In this regard, centrist Rowhani’s presidential candidacy had plausibly contributed to reformist Mohammad Reza Aref’s decision to drop out of the presidential race just a few days before the elections took place and thus to maximize Rowhani’s chances of scoring a significant achievement against his conservative competition.

In the international arena, Rowhani’s victory will probably buy Iran more time to continue enriching uranium and further develop and fortify its nuclear program in violation of the nonproliferation treaty and U.N. Security Council resolutions. Although the supreme leader, Khamenei, would continue to dictate Iran’s nuclear policy and oversee its nuclear talks with the P5+1, the United States and Europe may refrain for several months from increasing the pressure on Iran with the faint hope that the new Rowhani administration would bring about some change in Iran’s nuclear policy.

However, Rowhani and Khamenei differ only in their tactical approach to the strategic goal of achieving an indigenous nuclear deterrent production capability. This strategic goal is inextricably related to the fact that Iran perceives itself as a regional heavyweight with aspirations and interests in the Persian Gulf and the Middle East which collide with those of the United States. Iran’s involvement in the formation of the Nouri al-Maliki’s governing coalition in Iraq, its territorial claim to Bahrain and its current assistance in men and ammunition to the Asad regime in Syria ― assistance which is provided either directly or via Syria’s proxy in Lebanon, the Hezbollah ― are a few cases in point.

Being bogged down in the Syrian quagmire, Iran may opt to seek a respite on the nuclear front in order to lower the probability of an American or Israeli strike on its nuclear installations at a time when its ability to retaliate is limited.

In November 2003, when president-elect Rowhani served as Iran’s chief nuclear negotiator under the reformist president Mohammad Khatami, Tehran agreed to a temporary suspension of its nuclear activity that lasted nearly two years.

Some Iran watchers would point out, however, that Iran’s 2003 concessions were made against the backdrop of America’s invasion of Iraq and hard-line neoconservatives’ calls to the Bush administration to make a right turn into Iran. A decade later, financially overstretched America had already withdrawn its forces from Iraq and is on the verge of pulling out of Afghanistan as well. A recent study published by “The Iran Project” and signed by former U.S. government officials illustrates how reluctant Washington is to commit itself to a military campaign, even a limited one, in Iran in the event of a nuclear crisis.

Aware of America’s fear of getting entangled in a deeper quagmire than those of Iraq and Afghanistan and of the fact that China and Russia have proved trustworthy in partially substituting for markets lost as a result of the American and European sanctions, Iran has so far shown no willingness to compromise with regard to its nuclear program.

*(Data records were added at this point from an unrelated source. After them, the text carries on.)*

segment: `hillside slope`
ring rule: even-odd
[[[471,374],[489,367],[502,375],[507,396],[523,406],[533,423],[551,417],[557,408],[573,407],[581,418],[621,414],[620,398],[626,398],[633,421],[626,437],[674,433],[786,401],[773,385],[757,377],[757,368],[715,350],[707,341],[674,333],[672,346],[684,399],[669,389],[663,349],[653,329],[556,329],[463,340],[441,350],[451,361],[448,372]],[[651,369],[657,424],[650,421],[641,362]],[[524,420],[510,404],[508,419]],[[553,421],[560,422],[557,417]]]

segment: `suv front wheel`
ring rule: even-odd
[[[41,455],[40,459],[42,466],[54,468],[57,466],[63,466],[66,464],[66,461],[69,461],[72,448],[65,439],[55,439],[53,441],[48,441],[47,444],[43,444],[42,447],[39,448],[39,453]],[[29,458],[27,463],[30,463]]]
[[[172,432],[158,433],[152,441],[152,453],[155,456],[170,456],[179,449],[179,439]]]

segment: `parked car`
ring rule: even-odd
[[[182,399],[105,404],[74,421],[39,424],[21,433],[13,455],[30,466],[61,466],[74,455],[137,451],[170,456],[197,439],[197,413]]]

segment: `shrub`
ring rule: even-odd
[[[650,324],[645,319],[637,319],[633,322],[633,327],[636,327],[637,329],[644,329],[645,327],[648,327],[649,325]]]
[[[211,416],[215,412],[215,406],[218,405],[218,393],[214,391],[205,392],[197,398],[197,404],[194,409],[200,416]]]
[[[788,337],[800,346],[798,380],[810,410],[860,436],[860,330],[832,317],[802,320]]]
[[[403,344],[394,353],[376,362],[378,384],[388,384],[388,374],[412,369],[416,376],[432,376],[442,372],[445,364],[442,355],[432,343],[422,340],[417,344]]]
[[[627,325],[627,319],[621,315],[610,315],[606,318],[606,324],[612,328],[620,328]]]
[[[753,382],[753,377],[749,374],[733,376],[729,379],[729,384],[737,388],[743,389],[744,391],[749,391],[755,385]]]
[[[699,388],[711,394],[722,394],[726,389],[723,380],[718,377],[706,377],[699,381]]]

Although Russia’s foreign minister, Sergey Lavrov, told news reporters, following Rowhani’s victory, that Teheran had signaled its readiness to stop enriching uranium beyond 5 percent, it is yet to be seen whether Iran is willing to accept the latest proposal of the P5+1 for breaking the gridlock in the nuclear talks between the two sides.

This proposal includes not only a demand for an Iranian moratorium on enriching uranium beyond 5 percent, but requires Iran to dispose of its existing stockpile of uranium enriched to 20 percent. Furthermore, it seeks to impose limitations on the activity of the underground enrichment facility near Qom. In return, the P5+1 are willing to suspend some of the incisive sanctions which had been imposed on Iran. Would Rowhani try to persuade Khamenei to accept the P5+1’s proposal for the sake of a better future for Iran’s economy? If so, will he succeed? Only time will tell. 

By Niv Farago 

Niv Farago is a proliferation specialist and a senior research fellow at Sogang University’s Institute of Social Science. He holds a Ph.D. degree in politics and international studies from the University of Cambridge. ― Ed.